Excavated secondary Cardo at back of Kotel Plaza. Arches are entrances to what were once small shops..
Photo: Yehudit Reishtein
When the archeologists did start work in the this part of the Kotel Plaza, they found remains and artifacts from the First Temple period through the 12th century. They determined that this part of Jerusalem had been an administrative and commercial center. Government functionaries and merchants worked here long before the Romans came to this side of the Mediterranean, and even before the Babylonians conquered Jerusalem.
Today, before you can build anything or open a business, you need official approvals at many steps along the way, in the form of stamps and signatures. So it was in ancient times. Their stamps were made of clay, which made an impression on soft wax seals to indicate official approval. These clay stamps are called bullae, and hundreds of them were found in this excavation, primarily in the remains of a four room house built in typical First Temple period style.
When the First Temple stood, Jewish names usually included G-d’s name. Often the name ended with “-el” or “-yahu,” (Hebrew words for G-d), and many of the bullae were inscribed with such names.
Among other artifacts, excavators found a signet ring bearing the name Netanyahu ben Yoash. All artifacts found in archaeological digs belong by law to the Israel Antiquities Authority (IAA), but the authority has lent this ring to the current Prime Minister, Benjamin
Clay seal from 8th century BCE with name “Netanyahu” in ancient Hebrew writing. Photo: Israel Antiquities Authority
Netanyahu. He is said to keep it with him at all times. When challenged about Jewish rights in Israel, he pulls this bulla from his pocket as proof that Jews lived and worked here in Jerusalem over 2500 years ago. In showing this ring, Netanyahu is not trying to prove that his personal lineage in the land of Israel has been continuous since First Temple times. I’m sure he is well aware that his father changed the family name to Netanyahu. Rather, he is saying that Jews, carrying names that are still used by today’s Israelis, have been present in the land, and particularly in Jerusalem, for all this time.

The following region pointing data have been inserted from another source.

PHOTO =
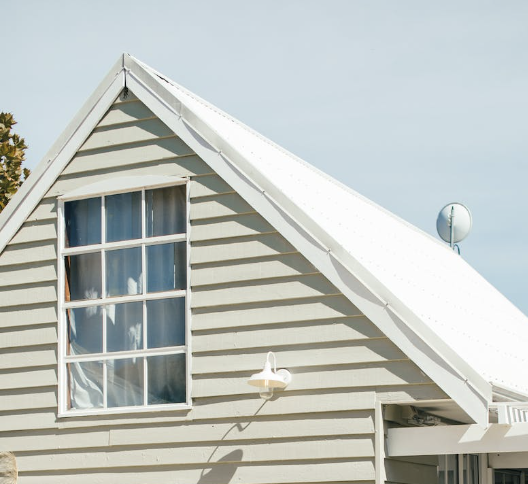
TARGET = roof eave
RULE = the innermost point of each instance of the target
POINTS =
(55, 160)
(447, 369)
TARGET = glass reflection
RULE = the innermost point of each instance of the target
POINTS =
(166, 322)
(83, 222)
(83, 276)
(85, 330)
(125, 382)
(166, 379)
(86, 384)
(124, 326)
(123, 272)
(123, 216)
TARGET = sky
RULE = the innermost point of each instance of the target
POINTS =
(412, 103)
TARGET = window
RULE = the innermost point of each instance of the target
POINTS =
(458, 469)
(123, 272)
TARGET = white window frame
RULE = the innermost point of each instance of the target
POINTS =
(105, 188)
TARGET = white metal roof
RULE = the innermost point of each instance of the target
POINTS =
(457, 327)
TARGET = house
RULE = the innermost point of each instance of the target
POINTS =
(159, 252)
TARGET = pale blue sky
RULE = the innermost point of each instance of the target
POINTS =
(412, 103)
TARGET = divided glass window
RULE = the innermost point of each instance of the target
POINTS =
(124, 262)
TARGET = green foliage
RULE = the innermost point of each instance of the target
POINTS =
(12, 151)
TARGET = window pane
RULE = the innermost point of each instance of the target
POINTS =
(123, 272)
(166, 379)
(85, 330)
(83, 222)
(166, 322)
(166, 267)
(125, 382)
(123, 216)
(86, 384)
(165, 211)
(124, 327)
(83, 276)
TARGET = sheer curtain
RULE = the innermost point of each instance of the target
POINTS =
(165, 266)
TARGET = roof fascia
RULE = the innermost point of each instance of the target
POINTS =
(406, 330)
(60, 154)
(457, 439)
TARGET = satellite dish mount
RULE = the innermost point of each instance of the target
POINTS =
(454, 224)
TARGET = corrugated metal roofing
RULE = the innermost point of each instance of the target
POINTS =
(437, 285)
(456, 326)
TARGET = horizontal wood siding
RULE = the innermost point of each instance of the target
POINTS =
(251, 292)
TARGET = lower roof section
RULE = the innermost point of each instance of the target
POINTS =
(458, 439)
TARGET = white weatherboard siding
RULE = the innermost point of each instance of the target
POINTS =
(252, 291)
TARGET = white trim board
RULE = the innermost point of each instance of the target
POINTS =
(458, 439)
(60, 154)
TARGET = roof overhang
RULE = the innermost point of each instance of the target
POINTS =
(459, 439)
(394, 318)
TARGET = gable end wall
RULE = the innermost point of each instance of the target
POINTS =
(251, 292)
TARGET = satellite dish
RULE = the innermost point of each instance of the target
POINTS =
(453, 223)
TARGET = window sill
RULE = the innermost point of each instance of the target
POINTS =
(118, 411)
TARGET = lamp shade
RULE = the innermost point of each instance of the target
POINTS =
(267, 378)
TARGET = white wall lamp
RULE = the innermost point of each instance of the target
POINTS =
(267, 380)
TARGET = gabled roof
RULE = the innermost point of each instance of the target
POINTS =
(454, 325)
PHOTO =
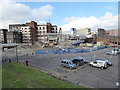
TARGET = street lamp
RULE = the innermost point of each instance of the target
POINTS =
(16, 36)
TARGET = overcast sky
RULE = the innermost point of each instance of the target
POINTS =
(64, 14)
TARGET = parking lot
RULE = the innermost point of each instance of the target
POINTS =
(83, 75)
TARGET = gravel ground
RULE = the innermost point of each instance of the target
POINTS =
(83, 75)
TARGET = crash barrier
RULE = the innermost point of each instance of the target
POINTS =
(68, 50)
(65, 51)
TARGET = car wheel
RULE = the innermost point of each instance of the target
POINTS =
(102, 67)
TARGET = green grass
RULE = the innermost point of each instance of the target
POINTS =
(15, 75)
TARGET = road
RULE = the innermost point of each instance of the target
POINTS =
(83, 75)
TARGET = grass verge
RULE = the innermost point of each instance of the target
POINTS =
(16, 75)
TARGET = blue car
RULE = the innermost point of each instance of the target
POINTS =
(81, 59)
(68, 64)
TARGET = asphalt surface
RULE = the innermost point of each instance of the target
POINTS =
(83, 75)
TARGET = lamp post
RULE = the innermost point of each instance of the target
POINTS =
(16, 36)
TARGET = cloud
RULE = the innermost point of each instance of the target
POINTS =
(13, 12)
(108, 21)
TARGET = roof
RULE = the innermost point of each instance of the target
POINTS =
(66, 60)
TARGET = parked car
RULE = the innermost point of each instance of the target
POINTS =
(99, 63)
(68, 64)
(108, 62)
(80, 60)
(113, 52)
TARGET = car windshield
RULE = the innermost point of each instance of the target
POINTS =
(102, 59)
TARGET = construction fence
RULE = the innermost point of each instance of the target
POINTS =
(68, 50)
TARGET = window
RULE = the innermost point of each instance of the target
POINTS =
(40, 28)
(43, 28)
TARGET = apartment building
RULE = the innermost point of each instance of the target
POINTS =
(3, 35)
(14, 37)
(101, 32)
(31, 32)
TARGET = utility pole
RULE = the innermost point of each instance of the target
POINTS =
(16, 46)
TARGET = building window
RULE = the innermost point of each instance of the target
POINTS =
(40, 28)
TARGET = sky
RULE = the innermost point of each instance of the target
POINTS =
(66, 15)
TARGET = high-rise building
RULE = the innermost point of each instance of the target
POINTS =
(31, 32)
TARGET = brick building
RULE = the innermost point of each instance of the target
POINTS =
(110, 37)
(3, 35)
(31, 32)
(14, 37)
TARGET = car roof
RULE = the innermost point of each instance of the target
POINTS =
(66, 60)
(79, 58)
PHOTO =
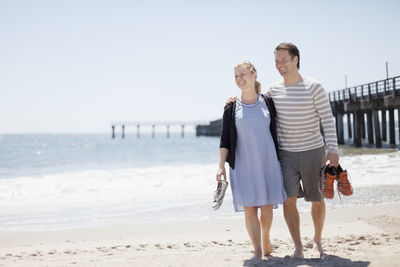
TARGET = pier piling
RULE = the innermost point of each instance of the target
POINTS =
(362, 105)
(384, 126)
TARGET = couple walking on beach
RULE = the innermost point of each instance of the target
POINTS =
(272, 142)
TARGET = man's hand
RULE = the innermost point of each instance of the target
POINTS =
(232, 99)
(333, 159)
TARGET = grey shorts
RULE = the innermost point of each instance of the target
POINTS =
(302, 166)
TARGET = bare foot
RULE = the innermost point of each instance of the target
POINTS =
(318, 251)
(298, 253)
(267, 247)
(256, 257)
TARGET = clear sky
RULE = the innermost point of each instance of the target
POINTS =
(77, 65)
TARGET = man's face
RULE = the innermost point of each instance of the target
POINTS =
(284, 62)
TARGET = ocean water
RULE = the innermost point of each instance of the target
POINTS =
(63, 181)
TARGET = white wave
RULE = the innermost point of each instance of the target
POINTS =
(106, 187)
(372, 170)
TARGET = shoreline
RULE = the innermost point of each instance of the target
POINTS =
(353, 236)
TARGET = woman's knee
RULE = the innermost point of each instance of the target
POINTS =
(250, 211)
(266, 209)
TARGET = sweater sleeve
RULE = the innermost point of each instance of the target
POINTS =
(225, 136)
(323, 108)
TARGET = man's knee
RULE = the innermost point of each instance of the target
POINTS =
(290, 202)
(318, 204)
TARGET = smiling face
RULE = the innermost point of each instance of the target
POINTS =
(285, 63)
(244, 78)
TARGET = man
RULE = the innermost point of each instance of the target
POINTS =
(301, 105)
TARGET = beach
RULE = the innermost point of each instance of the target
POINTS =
(353, 236)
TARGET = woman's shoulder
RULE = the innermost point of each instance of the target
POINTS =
(229, 106)
(267, 97)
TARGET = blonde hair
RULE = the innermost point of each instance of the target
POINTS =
(252, 70)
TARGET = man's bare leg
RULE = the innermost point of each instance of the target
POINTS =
(318, 214)
(293, 222)
(253, 229)
(266, 222)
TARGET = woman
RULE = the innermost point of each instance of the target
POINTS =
(249, 145)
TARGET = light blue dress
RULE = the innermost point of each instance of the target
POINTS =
(257, 177)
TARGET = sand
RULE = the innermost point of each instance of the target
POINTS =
(354, 236)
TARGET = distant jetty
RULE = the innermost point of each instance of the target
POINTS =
(122, 125)
(369, 109)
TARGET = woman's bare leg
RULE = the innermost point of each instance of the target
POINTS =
(253, 228)
(266, 222)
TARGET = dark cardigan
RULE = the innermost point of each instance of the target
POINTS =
(229, 134)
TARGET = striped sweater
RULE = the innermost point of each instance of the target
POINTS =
(299, 109)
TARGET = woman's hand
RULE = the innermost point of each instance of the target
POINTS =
(231, 99)
(221, 172)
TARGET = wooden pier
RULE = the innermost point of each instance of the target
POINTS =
(140, 124)
(366, 108)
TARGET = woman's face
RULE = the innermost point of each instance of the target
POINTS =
(243, 77)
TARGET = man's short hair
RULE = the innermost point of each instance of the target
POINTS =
(292, 49)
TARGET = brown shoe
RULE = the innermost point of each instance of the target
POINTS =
(328, 177)
(343, 183)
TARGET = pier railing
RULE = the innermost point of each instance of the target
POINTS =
(153, 125)
(373, 101)
(374, 90)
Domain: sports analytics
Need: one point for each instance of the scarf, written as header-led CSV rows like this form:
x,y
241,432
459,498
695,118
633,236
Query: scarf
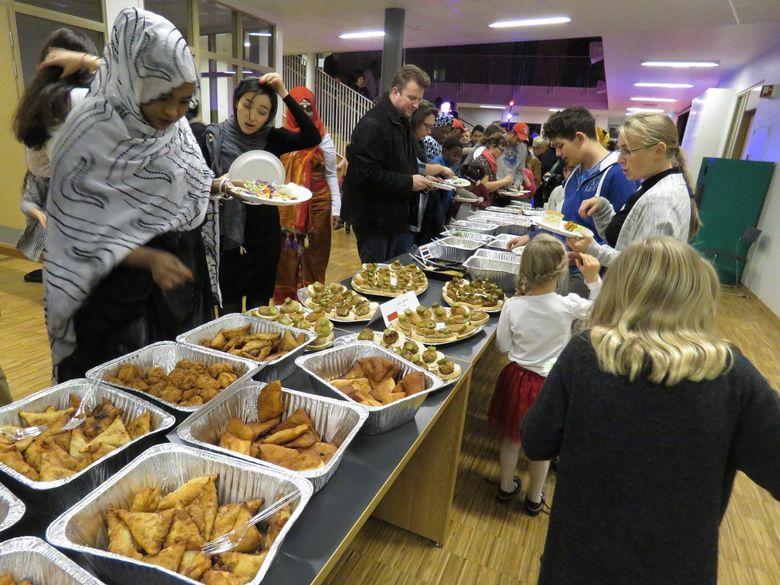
x,y
117,182
226,141
295,219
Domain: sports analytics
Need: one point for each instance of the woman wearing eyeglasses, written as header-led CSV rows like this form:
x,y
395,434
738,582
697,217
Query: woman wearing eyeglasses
x,y
306,228
250,235
648,149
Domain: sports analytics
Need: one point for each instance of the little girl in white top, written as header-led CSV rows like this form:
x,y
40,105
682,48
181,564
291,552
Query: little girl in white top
x,y
533,329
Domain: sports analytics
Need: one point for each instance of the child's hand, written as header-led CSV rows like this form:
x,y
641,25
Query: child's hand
x,y
589,267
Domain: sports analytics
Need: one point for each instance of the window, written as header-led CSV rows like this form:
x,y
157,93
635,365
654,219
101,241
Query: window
x,y
33,33
177,11
89,9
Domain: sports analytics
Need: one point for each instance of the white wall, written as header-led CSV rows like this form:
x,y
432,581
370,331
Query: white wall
x,y
762,274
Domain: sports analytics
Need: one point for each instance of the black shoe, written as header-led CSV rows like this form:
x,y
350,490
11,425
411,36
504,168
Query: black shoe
x,y
34,276
534,508
507,496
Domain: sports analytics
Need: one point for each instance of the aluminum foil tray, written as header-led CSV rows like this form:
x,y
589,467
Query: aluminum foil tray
x,y
46,499
504,274
277,369
11,509
337,361
336,422
82,528
166,354
31,558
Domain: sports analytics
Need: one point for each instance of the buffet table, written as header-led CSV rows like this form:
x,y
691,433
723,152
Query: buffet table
x,y
405,477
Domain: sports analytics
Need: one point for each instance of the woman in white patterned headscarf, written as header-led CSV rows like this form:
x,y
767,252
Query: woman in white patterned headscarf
x,y
127,262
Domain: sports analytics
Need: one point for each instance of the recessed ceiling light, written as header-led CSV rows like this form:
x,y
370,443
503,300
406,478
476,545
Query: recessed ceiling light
x,y
363,34
659,100
664,85
680,64
531,22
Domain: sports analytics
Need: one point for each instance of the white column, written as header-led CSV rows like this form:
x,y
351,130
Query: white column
x,y
114,7
311,68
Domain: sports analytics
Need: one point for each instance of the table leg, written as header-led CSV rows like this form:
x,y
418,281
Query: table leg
x,y
421,497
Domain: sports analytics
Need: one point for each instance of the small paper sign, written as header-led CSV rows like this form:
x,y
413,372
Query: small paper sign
x,y
395,307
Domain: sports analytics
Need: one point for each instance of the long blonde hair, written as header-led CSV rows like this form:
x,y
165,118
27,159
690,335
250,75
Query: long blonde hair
x,y
543,259
645,130
656,315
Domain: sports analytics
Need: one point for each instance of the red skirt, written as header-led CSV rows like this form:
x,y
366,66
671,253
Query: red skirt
x,y
516,390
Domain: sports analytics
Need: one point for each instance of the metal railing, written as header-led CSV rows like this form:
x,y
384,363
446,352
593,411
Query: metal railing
x,y
514,70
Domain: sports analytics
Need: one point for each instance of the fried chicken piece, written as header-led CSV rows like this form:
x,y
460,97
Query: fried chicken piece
x,y
269,401
140,425
194,564
120,540
146,500
148,528
168,558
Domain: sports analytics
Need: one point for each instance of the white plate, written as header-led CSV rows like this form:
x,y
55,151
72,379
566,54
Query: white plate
x,y
556,226
257,165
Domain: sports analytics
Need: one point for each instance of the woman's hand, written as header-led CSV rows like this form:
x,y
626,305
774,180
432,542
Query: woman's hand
x,y
70,61
517,242
590,206
588,266
167,270
276,82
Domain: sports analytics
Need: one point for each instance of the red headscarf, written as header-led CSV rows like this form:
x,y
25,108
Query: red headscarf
x,y
299,94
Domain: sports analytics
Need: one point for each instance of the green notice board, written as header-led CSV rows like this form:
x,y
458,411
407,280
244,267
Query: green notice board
x,y
730,194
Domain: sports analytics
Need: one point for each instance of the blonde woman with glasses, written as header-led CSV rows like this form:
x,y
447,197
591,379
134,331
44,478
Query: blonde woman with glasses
x,y
648,149
652,413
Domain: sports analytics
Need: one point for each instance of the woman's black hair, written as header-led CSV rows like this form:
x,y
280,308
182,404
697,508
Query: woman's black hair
x,y
253,85
46,101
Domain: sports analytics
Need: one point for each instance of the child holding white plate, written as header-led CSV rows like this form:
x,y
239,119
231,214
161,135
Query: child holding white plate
x,y
533,329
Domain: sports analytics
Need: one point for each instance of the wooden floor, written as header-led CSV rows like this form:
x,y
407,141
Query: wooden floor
x,y
490,543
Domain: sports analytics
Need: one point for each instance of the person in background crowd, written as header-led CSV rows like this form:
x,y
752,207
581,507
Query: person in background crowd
x,y
533,329
360,85
476,134
383,177
251,235
306,228
130,186
512,161
572,132
40,114
648,150
373,79
487,161
657,405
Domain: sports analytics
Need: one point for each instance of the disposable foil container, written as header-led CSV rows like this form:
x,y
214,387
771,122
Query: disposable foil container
x,y
272,370
82,528
165,355
338,361
45,499
31,558
11,509
504,274
336,422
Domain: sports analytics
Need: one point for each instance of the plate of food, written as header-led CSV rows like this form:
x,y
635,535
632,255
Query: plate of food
x,y
390,280
437,325
265,193
337,302
293,314
479,295
412,351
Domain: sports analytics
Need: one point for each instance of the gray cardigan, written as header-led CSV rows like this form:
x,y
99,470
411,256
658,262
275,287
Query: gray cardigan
x,y
665,210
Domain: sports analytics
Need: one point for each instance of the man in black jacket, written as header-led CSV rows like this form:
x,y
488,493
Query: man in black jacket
x,y
384,176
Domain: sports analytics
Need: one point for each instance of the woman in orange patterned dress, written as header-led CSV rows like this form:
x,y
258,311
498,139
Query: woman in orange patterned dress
x,y
306,228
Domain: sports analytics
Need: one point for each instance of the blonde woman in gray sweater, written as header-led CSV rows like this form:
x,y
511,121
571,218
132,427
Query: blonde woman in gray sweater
x,y
649,149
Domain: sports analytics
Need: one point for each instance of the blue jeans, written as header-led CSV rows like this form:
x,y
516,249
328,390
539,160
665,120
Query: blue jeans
x,y
381,247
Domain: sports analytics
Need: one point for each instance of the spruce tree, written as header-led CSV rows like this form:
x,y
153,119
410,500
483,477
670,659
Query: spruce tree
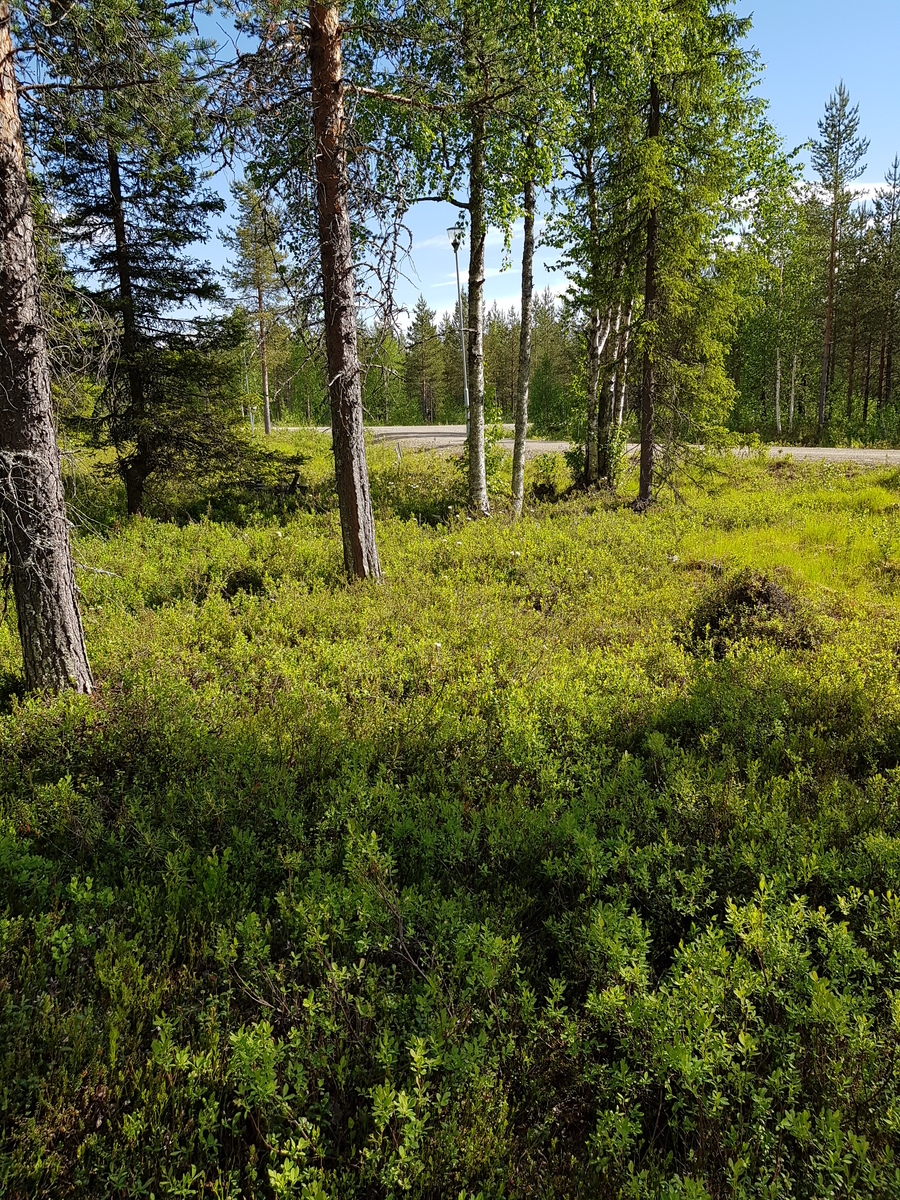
x,y
120,142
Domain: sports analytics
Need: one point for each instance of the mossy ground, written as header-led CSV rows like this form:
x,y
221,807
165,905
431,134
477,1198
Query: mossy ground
x,y
487,881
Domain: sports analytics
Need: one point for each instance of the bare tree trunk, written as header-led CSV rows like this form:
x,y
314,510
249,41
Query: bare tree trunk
x,y
607,393
478,477
829,318
622,364
264,363
33,515
525,349
592,448
645,496
360,552
793,389
135,467
778,351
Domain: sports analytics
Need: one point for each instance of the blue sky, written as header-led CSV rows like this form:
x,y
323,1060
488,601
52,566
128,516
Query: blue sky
x,y
807,47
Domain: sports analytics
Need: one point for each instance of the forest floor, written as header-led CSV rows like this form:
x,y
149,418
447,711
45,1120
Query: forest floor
x,y
562,864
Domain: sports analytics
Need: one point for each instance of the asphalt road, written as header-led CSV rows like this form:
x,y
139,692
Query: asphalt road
x,y
451,437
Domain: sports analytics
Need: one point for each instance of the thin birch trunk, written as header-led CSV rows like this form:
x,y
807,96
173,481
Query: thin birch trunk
x,y
592,449
622,364
793,389
478,475
645,496
778,351
264,363
525,351
136,467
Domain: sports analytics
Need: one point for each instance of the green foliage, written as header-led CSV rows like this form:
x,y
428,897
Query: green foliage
x,y
477,883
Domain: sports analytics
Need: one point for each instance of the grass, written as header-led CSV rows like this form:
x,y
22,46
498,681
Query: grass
x,y
493,881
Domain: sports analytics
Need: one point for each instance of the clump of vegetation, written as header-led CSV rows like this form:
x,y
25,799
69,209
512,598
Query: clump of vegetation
x,y
750,605
473,883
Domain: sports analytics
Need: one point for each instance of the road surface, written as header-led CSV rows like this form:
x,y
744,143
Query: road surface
x,y
453,437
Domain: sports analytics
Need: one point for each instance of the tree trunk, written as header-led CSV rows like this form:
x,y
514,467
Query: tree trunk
x,y
622,348
778,351
33,516
645,496
360,552
793,390
852,370
264,363
478,477
607,394
525,349
592,447
829,318
135,467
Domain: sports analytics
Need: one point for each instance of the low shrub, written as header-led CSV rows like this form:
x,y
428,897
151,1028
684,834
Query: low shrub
x,y
477,883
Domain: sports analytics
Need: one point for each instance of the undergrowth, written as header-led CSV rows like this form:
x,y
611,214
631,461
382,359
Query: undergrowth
x,y
495,881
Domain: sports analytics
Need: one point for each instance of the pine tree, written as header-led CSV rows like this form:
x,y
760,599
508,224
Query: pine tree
x,y
257,269
33,517
838,160
121,142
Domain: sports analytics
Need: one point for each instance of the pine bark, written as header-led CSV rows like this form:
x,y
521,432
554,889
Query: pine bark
x,y
829,315
33,516
525,351
622,349
264,363
645,495
360,552
478,477
137,466
778,351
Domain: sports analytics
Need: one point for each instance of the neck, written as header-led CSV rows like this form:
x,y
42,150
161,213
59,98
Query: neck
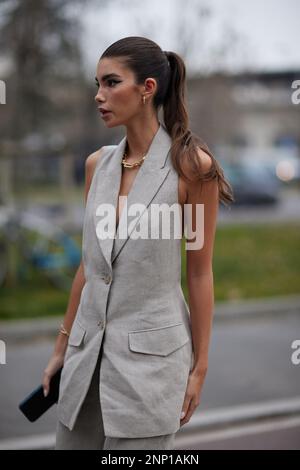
x,y
139,138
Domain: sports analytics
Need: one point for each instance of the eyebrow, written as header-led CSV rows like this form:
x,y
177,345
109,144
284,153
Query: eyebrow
x,y
109,75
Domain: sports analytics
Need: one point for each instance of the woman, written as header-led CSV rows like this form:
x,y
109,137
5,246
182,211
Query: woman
x,y
135,355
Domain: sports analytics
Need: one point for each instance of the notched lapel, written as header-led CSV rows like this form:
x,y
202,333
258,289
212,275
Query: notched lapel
x,y
146,184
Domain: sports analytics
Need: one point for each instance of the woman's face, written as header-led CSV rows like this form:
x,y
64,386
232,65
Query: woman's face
x,y
118,92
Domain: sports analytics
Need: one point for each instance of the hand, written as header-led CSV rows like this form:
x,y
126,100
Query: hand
x,y
56,361
192,395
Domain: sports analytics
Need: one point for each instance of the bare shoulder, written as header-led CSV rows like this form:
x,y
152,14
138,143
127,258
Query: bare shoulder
x,y
90,165
205,162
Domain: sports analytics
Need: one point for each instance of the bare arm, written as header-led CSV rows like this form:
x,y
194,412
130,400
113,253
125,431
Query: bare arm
x,y
61,343
200,284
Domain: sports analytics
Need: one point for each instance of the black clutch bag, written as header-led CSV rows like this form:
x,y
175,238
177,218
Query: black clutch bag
x,y
35,404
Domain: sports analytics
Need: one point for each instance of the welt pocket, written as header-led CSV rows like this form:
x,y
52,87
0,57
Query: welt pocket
x,y
160,341
77,334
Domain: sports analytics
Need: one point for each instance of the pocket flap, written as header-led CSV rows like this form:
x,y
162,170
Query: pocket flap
x,y
158,341
77,334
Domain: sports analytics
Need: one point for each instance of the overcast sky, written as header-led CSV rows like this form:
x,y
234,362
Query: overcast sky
x,y
237,35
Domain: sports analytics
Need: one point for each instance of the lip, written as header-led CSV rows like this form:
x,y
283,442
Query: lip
x,y
104,112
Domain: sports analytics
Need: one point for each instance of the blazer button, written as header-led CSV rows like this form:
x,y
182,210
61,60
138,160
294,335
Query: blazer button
x,y
107,279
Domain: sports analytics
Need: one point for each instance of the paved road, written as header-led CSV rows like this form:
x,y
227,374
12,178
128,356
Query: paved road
x,y
250,361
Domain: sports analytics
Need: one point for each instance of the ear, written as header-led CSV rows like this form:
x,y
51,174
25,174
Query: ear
x,y
150,87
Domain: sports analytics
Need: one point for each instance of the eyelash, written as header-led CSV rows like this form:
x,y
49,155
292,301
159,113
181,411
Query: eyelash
x,y
109,80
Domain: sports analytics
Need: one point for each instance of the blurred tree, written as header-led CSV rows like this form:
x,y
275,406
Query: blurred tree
x,y
40,40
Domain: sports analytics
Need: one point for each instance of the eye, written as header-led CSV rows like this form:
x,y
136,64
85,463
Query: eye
x,y
112,81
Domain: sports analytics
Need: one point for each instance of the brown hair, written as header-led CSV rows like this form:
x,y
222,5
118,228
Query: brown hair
x,y
146,59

While walking around the excavated area in the Kotel Plaza, I noticed some round holes in the stone pavement. They were the size of a large mixing bowl or a wash basin. Because they were cut into the stone of the street, they could not have been used for cooking, and because they were open to the air they would not have been used for water storage. I wondered if they had been used for dying cloth, but then rejected the idea. I was about to ask when the guide preempted my question.
“Did you see those round holes full of water? What do you think they are?”
No one answered him.
“These holes are much later than the street itself. They were used for dye. Cloth dying was always a trade practiced by Jews in Jerusalem. When Moses Maimonides came to Jerusalem in the 12th century, the only Jews he found in the city were dyers.”
Despite the Crusaders having banned Jews from the city, two Jewish dyers lived in Jerusalem in the late 1100s. Even in times when the authorities tried to keep Jews away from their holy places, the economic needs of the inhabitants could override their edicts. For the sake of clothes in nice colors, Jewish dyers were allowed to lived and work in Jerusalem.
I have visited the Kotel Plaza at least a hundred times, but I never realized so many additional links to our history were found under and around it. Discovering such unexpected links in what I felt were familiar places is one of the many things I love about living in Jerusalem.